On the $15 minimum wage and the Wall Street trading tax, I go through in the Nation article details of the extensive research I myself have done on these matters. The numbers do add up, in this specific sense. We can implement a $15 minimum wage (as is now being done in California and New York City, among other places), without workers facing declining employment opportunities. The economy will need to adjust, since this represents a doubling of the minimum wage. But the adjustments are not that difficult--reducing worker turnover and absenteeism, and raising prices modestly in heavily affected sectors, such as fast food.
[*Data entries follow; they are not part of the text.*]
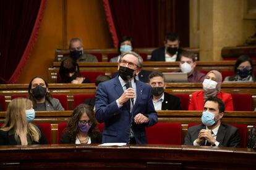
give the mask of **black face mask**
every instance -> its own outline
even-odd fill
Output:
[[[164,91],[163,87],[151,87],[152,94],[155,96],[161,95]]]
[[[120,76],[123,80],[127,81],[127,76],[130,76],[130,78],[134,77],[134,70],[132,70],[130,68],[120,66],[119,69],[118,70],[118,73],[119,73]]]
[[[83,55],[82,51],[70,51],[70,57],[75,60],[77,60],[78,59],[79,59],[82,55]]]
[[[167,52],[171,55],[174,55],[177,51],[177,47],[167,47]]]
[[[237,74],[242,78],[247,78],[252,74],[252,68],[248,69],[245,67],[242,70],[237,69]]]
[[[65,83],[70,83],[72,80],[76,79],[77,77],[77,74],[75,73],[72,76],[66,76],[65,78],[64,82]]]
[[[46,94],[46,88],[41,86],[37,86],[32,89],[32,94],[38,100],[42,99]]]

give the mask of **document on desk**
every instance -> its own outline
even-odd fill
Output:
[[[104,143],[99,145],[100,147],[122,147],[125,146],[127,143]]]

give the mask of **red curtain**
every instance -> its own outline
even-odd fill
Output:
[[[178,33],[181,45],[188,46],[189,0],[103,2],[114,47],[124,35],[132,38],[135,47],[162,46],[164,36],[169,32]]]
[[[46,1],[0,1],[0,83],[19,79],[38,34]]]

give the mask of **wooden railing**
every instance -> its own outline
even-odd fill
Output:
[[[33,123],[49,123],[51,124],[52,144],[57,144],[58,124],[67,123],[72,111],[36,111]],[[5,111],[0,111],[0,123],[4,122]],[[190,123],[201,123],[202,111],[158,111],[159,123],[181,123],[182,144],[187,134],[187,126]],[[248,132],[256,125],[256,111],[227,111],[221,121],[227,124],[247,124]]]
[[[96,88],[94,84],[49,84],[49,91],[51,94],[66,94],[67,96],[68,109],[73,109],[74,94],[94,94]],[[4,95],[6,106],[8,105],[12,95],[27,95],[28,84],[0,84],[0,95]],[[165,92],[175,95],[178,94],[191,94],[202,89],[202,83],[167,83]],[[221,91],[230,94],[251,94],[253,107],[256,107],[256,83],[223,83]]]
[[[1,146],[1,169],[252,169],[252,149],[185,145]]]

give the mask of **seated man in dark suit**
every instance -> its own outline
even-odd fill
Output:
[[[97,89],[98,85],[104,81],[109,80],[111,78],[109,76],[107,75],[99,75],[96,79],[95,79],[95,86],[96,89]],[[83,102],[85,104],[88,105],[90,106],[93,110],[95,110],[95,97],[93,98],[88,98],[85,100],[85,101]]]
[[[179,61],[179,37],[177,33],[168,33],[165,36],[164,47],[155,49],[151,54],[151,61],[177,62]]]
[[[222,123],[225,106],[221,99],[210,97],[205,102],[203,124],[189,128],[184,145],[239,147],[237,128]]]
[[[181,110],[179,98],[164,92],[166,84],[162,73],[152,72],[148,78],[149,84],[152,89],[153,103],[155,110]]]

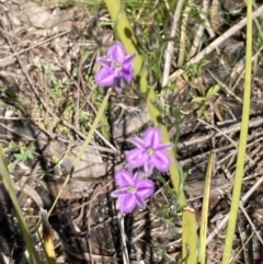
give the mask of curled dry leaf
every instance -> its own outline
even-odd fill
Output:
[[[67,11],[55,10],[48,12],[35,2],[26,2],[16,12],[16,20],[38,28],[52,28],[58,24],[73,20],[73,14]]]

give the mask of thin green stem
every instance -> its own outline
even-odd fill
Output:
[[[232,241],[236,230],[239,200],[242,186],[243,168],[245,159],[245,148],[249,128],[249,113],[250,113],[250,94],[251,94],[251,69],[252,69],[252,0],[247,1],[247,49],[245,49],[245,78],[244,78],[244,93],[243,93],[243,111],[242,111],[242,123],[241,134],[238,149],[237,170],[233,183],[231,208],[229,214],[229,221],[227,228],[227,239],[224,249],[222,264],[228,264],[232,251]]]

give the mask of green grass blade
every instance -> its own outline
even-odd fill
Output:
[[[243,93],[243,111],[241,122],[241,133],[238,149],[237,169],[233,183],[231,208],[229,214],[229,221],[227,228],[227,238],[224,248],[222,264],[228,264],[232,251],[232,238],[235,234],[237,216],[239,209],[239,200],[242,186],[242,176],[244,168],[248,128],[249,128],[249,113],[250,113],[250,94],[251,94],[251,69],[252,69],[252,0],[247,1],[247,48],[245,48],[245,78],[244,78],[244,93]]]
[[[128,54],[137,54],[135,58],[135,74],[139,74],[144,67],[144,58],[141,55],[138,55],[138,49],[136,48],[136,39],[132,30],[132,26],[129,25],[128,19],[126,16],[126,13],[124,11],[124,0],[105,0],[107,10],[113,19],[115,24],[115,31],[122,41],[123,45],[125,46],[126,50]],[[169,142],[169,134],[162,124],[160,124],[160,117],[161,114],[159,110],[156,107],[155,102],[158,102],[158,99],[156,96],[155,90],[152,88],[148,87],[147,83],[147,71],[144,70],[142,73],[140,74],[139,79],[139,84],[140,84],[140,91],[141,93],[146,96],[146,103],[148,111],[151,115],[151,119],[155,124],[155,126],[160,127],[162,130],[162,137],[164,142]],[[169,151],[170,157],[172,158],[172,165],[170,168],[170,174],[171,174],[171,181],[173,184],[173,187],[175,192],[178,193],[180,190],[180,174],[179,174],[179,169],[175,163],[175,156],[172,150]],[[179,194],[179,204],[181,206],[185,205],[185,197],[183,192]]]
[[[209,195],[210,195],[210,180],[213,173],[213,163],[214,163],[214,153],[209,156],[207,169],[206,169],[206,181],[205,181],[205,191],[202,205],[202,217],[201,217],[201,231],[199,231],[199,241],[201,241],[201,264],[206,263],[206,236],[207,236],[207,220],[209,211]]]
[[[72,174],[72,172],[73,172],[73,169],[78,165],[78,163],[80,162],[80,159],[81,159],[82,154],[84,153],[85,149],[88,148],[88,145],[90,144],[90,140],[92,139],[92,137],[93,137],[93,135],[94,135],[94,133],[95,133],[95,129],[96,129],[100,120],[102,119],[103,113],[104,113],[104,111],[105,111],[105,108],[106,108],[106,106],[107,106],[107,101],[108,101],[110,94],[111,94],[111,91],[108,90],[107,94],[105,95],[105,97],[104,97],[103,101],[102,101],[101,107],[100,107],[100,110],[99,110],[99,112],[98,112],[98,114],[96,114],[96,117],[95,117],[95,119],[94,119],[94,122],[93,122],[93,124],[92,124],[92,127],[91,127],[91,129],[89,130],[89,133],[88,133],[88,135],[87,135],[87,137],[85,137],[85,140],[84,140],[83,145],[81,146],[80,151],[79,151],[78,156],[76,157],[76,159],[75,159],[75,161],[73,161],[73,167],[72,167],[72,169],[71,169],[71,172],[67,175],[67,177],[66,177],[66,180],[65,180],[65,182],[64,182],[64,185],[62,185],[61,190],[59,191],[59,193],[58,193],[58,195],[57,195],[57,197],[56,197],[56,199],[55,199],[52,208],[50,208],[49,211],[48,211],[48,216],[50,216],[50,214],[52,214],[55,205],[57,204],[57,200],[59,199],[59,197],[60,197],[60,195],[61,195],[65,186],[68,184],[68,182],[69,182],[69,180],[70,180],[70,176],[71,176],[71,174]]]
[[[135,59],[135,74],[139,74],[139,87],[140,92],[145,95],[146,103],[148,111],[150,113],[151,119],[155,124],[155,126],[159,127],[162,131],[162,137],[164,142],[170,141],[170,137],[168,134],[167,127],[160,123],[161,120],[161,113],[158,110],[156,105],[158,105],[158,99],[155,93],[155,89],[148,87],[147,83],[147,71],[144,69],[144,61],[147,60],[147,58],[142,58],[141,55],[138,55],[137,47],[136,47],[136,39],[132,30],[132,26],[129,25],[129,22],[127,20],[127,16],[124,11],[124,0],[104,0],[107,7],[107,10],[114,21],[114,28],[115,33],[122,41],[123,45],[125,46],[128,54],[137,54]],[[147,55],[145,55],[147,56]],[[157,103],[157,104],[156,104]],[[186,205],[185,196],[183,192],[181,191],[181,177],[180,172],[178,168],[178,163],[175,160],[175,154],[173,150],[169,151],[169,154],[172,159],[172,164],[170,167],[170,175],[171,175],[171,182],[173,184],[173,188],[175,193],[178,194],[178,203],[179,207],[183,207]],[[188,263],[195,263],[196,262],[196,240],[193,240],[193,238],[196,237],[196,220],[194,214],[188,214],[187,210],[183,210],[183,221],[190,222],[191,225],[187,226],[185,229],[183,228],[183,244],[184,245],[191,245],[191,251],[183,250],[183,259],[188,259],[193,262]],[[195,244],[195,245],[194,245]],[[195,262],[194,262],[195,260]]]
[[[3,153],[3,149],[2,149],[1,145],[0,145],[0,179],[1,179],[4,187],[8,190],[10,198],[12,200],[15,215],[19,219],[21,232],[22,232],[22,236],[25,240],[26,249],[30,253],[31,262],[33,264],[39,264],[42,262],[41,262],[39,256],[38,256],[38,254],[35,250],[34,241],[32,239],[30,230],[28,230],[28,228],[25,223],[22,210],[20,208],[18,198],[16,198],[16,195],[15,195],[15,191],[14,191],[14,187],[13,187],[13,183],[12,183],[12,180],[11,180],[9,171],[8,171],[8,164],[7,164],[4,153]]]
[[[183,263],[197,263],[197,233],[196,233],[195,210],[191,207],[183,209],[182,217],[182,253]]]

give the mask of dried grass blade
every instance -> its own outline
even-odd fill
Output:
[[[227,228],[227,238],[224,248],[222,264],[227,264],[231,257],[233,234],[236,230],[238,209],[241,195],[245,149],[248,139],[249,128],[249,116],[250,116],[250,96],[251,96],[251,71],[252,71],[252,1],[247,2],[247,48],[245,48],[245,77],[244,77],[244,92],[243,92],[243,108],[242,108],[242,120],[241,120],[241,134],[238,149],[237,171],[235,175],[233,192],[231,208],[229,214],[229,221]]]
[[[20,228],[22,231],[22,236],[25,240],[25,244],[26,244],[26,249],[28,250],[30,253],[30,259],[32,261],[33,264],[39,264],[42,263],[39,260],[39,256],[35,250],[35,245],[34,245],[34,241],[31,237],[30,230],[25,223],[24,220],[24,216],[23,213],[20,208],[16,195],[15,195],[15,191],[14,191],[14,186],[11,180],[11,176],[9,174],[9,170],[8,170],[8,164],[4,158],[4,153],[3,153],[3,148],[0,145],[0,180],[3,183],[4,187],[8,190],[10,198],[12,200],[19,223],[20,223]]]
[[[206,170],[206,181],[205,181],[204,198],[203,198],[203,205],[202,205],[202,217],[201,217],[201,231],[199,231],[201,264],[206,263],[206,234],[207,234],[207,219],[208,219],[208,211],[209,211],[209,195],[210,195],[213,163],[214,163],[214,153],[210,152],[207,170]]]

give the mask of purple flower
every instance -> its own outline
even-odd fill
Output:
[[[132,64],[134,55],[127,55],[121,42],[112,45],[107,49],[107,58],[98,58],[102,65],[101,70],[95,74],[95,81],[100,87],[115,85],[116,91],[122,91],[122,82],[132,82],[134,77],[134,66]]]
[[[161,130],[150,127],[146,130],[144,139],[138,137],[129,140],[136,146],[126,153],[126,161],[133,169],[144,168],[146,174],[151,174],[153,168],[167,172],[171,165],[171,158],[165,150],[173,147],[172,144],[162,144]]]
[[[117,197],[117,209],[124,214],[132,213],[136,205],[146,207],[145,199],[155,192],[155,183],[149,179],[142,179],[141,172],[134,175],[126,170],[121,170],[115,174],[118,190],[112,192],[112,197]]]

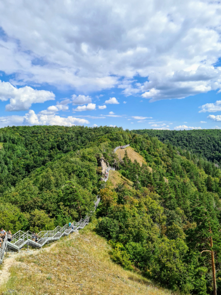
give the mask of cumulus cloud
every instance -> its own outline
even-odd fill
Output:
[[[17,88],[9,82],[0,80],[0,100],[10,99],[10,103],[5,106],[6,111],[27,110],[32,103],[42,103],[55,99],[55,94],[50,91],[35,90],[28,86]]]
[[[83,112],[83,111],[93,111],[96,109],[96,104],[88,103],[86,106],[82,106],[82,107],[78,107],[76,109],[73,109],[73,110],[75,112]]]
[[[177,130],[188,130],[188,129],[201,129],[201,127],[188,127],[186,125],[180,125],[179,126],[177,126],[174,127],[174,129]]]
[[[41,111],[39,114],[42,115],[52,115],[59,111],[68,111],[69,107],[68,104],[71,103],[70,99],[65,99],[62,100],[60,102],[57,102],[57,104],[55,106],[51,106],[48,107],[47,110]]]
[[[132,116],[132,118],[134,118],[134,119],[136,119],[136,120],[144,120],[145,119],[152,119],[153,118],[152,117],[140,117],[139,116]]]
[[[110,104],[119,104],[120,103],[117,101],[117,100],[115,97],[110,97],[110,99],[105,101],[105,103]]]
[[[170,130],[170,129],[166,127],[162,127],[161,128],[153,128],[154,130]]]
[[[107,106],[105,105],[104,106],[98,106],[98,109],[99,110],[104,110],[107,108]]]
[[[206,103],[199,108],[202,109],[199,111],[199,113],[205,113],[206,112],[215,113],[221,111],[221,100],[217,100],[215,103]]]
[[[217,116],[214,116],[214,115],[209,115],[207,118],[208,119],[210,119],[213,120],[213,121],[217,121],[217,122],[219,122],[221,121],[221,115],[218,115]]]
[[[35,114],[32,110],[24,116],[11,116],[0,117],[0,127],[9,125],[58,125],[60,126],[74,126],[89,124],[89,122],[85,119],[76,118],[72,116],[62,118],[55,114],[43,115]]]
[[[85,93],[119,86],[126,95],[142,93],[152,101],[221,88],[221,70],[213,65],[221,50],[219,1],[11,4],[1,3],[6,37],[0,42],[0,69],[16,73],[14,83]],[[136,83],[138,75],[148,81]]]
[[[73,98],[72,104],[82,105],[85,103],[90,103],[92,102],[91,97],[87,96],[85,96],[83,95],[80,95],[78,96],[75,94],[73,94],[72,96]]]

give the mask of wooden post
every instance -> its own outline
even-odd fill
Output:
[[[210,232],[212,233],[211,229],[210,228]],[[213,295],[217,295],[217,283],[216,281],[216,269],[215,268],[214,263],[214,251],[213,249],[213,238],[212,236],[210,237],[210,247],[211,250],[211,264],[212,269],[213,271]]]
[[[212,234],[211,228],[210,226],[210,233]],[[210,247],[211,248],[211,250],[204,250],[202,251],[201,253],[202,254],[204,252],[210,252],[211,254],[211,266],[212,266],[212,270],[213,272],[213,295],[217,295],[217,283],[216,281],[216,269],[215,267],[215,263],[214,263],[214,251],[213,249],[213,238],[212,236],[210,237],[209,240],[210,241]]]

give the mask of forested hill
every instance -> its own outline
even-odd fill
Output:
[[[141,166],[113,152],[129,143],[145,159]],[[102,157],[133,187],[103,187]],[[182,294],[210,295],[211,256],[201,252],[214,251],[221,295],[221,171],[212,163],[121,128],[23,126],[0,129],[0,169],[5,230],[78,221],[99,193],[96,231],[114,261]]]
[[[156,136],[163,143],[197,153],[213,162],[221,163],[221,130],[134,130],[138,134]]]

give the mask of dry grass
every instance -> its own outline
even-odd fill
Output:
[[[134,148],[131,147],[128,147],[126,148],[122,149],[119,148],[117,150],[116,153],[119,159],[121,159],[122,160],[123,159],[124,154],[125,153],[125,149],[127,150],[128,157],[133,162],[134,162],[135,160],[137,160],[140,166],[142,166],[143,163],[146,164],[146,162],[143,157],[140,155],[139,153],[135,151]]]
[[[90,227],[91,226],[90,226]],[[56,242],[51,251],[20,258],[11,269],[4,295],[166,295],[169,291],[154,286],[141,276],[112,262],[109,246],[89,230]]]
[[[146,162],[143,157],[140,155],[139,153],[137,152],[137,151],[135,151],[134,148],[131,147],[128,147],[123,149],[119,148],[119,149],[117,150],[116,153],[120,159],[123,160],[124,157],[124,154],[125,153],[125,149],[127,149],[127,154],[129,158],[133,163],[135,160],[137,160],[141,166],[142,166],[143,163],[146,164]],[[151,167],[148,167],[148,168],[150,172],[152,173],[153,169],[151,168]]]
[[[110,181],[114,187],[117,186],[118,184],[124,184],[128,187],[133,186],[133,181],[131,181],[126,177],[122,176],[118,171],[113,171],[110,170],[109,172],[109,180]]]

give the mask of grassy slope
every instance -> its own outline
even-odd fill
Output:
[[[140,155],[138,152],[131,147],[128,147],[124,149],[117,149],[116,153],[120,159],[123,159],[125,153],[125,149],[127,149],[127,154],[128,157],[134,162],[135,160],[137,160],[140,166],[144,163],[146,164],[146,162],[143,157]],[[152,171],[152,168],[149,167],[150,171]],[[109,174],[109,180],[112,183],[114,187],[117,186],[118,184],[124,184],[129,187],[131,187],[133,186],[133,182],[129,180],[125,177],[122,176],[118,171],[113,171],[110,170]]]
[[[123,159],[125,153],[125,149],[127,149],[128,156],[133,162],[134,162],[136,159],[140,166],[142,166],[143,163],[146,164],[146,161],[143,157],[138,152],[135,151],[134,148],[131,147],[128,147],[123,149],[121,149],[120,148],[117,150],[116,153],[119,159],[121,159],[122,160]]]
[[[109,180],[114,187],[118,184],[124,184],[128,187],[132,187],[133,186],[133,182],[122,176],[118,171],[110,170]]]
[[[111,261],[109,246],[89,225],[55,242],[51,251],[20,258],[0,294],[41,295],[166,295],[141,275],[125,270]]]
With the Wall Street tax, my co-authors and I recently showed that, given U.S. financial market conditions today, the tax could conservatively raise $300 billion per year in revenue, equal to 1.7 percent of U.S. GDP. This is enough to cover the free college tuition program four times over. It would then leave more than $200 billion to cover the major public investments in green energy and infrastructure that Sanders also favors.
When you add up these measures, the Sanders program is capable of delivering a more egalitarian, and more green economy through realistic policies. There is also no reason for these measures to be a barrier to healthy economic growth. Indeed, many features of the program will support growth, such as the strong infrastructure investments, and the single-payer health program, since this will lower health-care costs for businesses.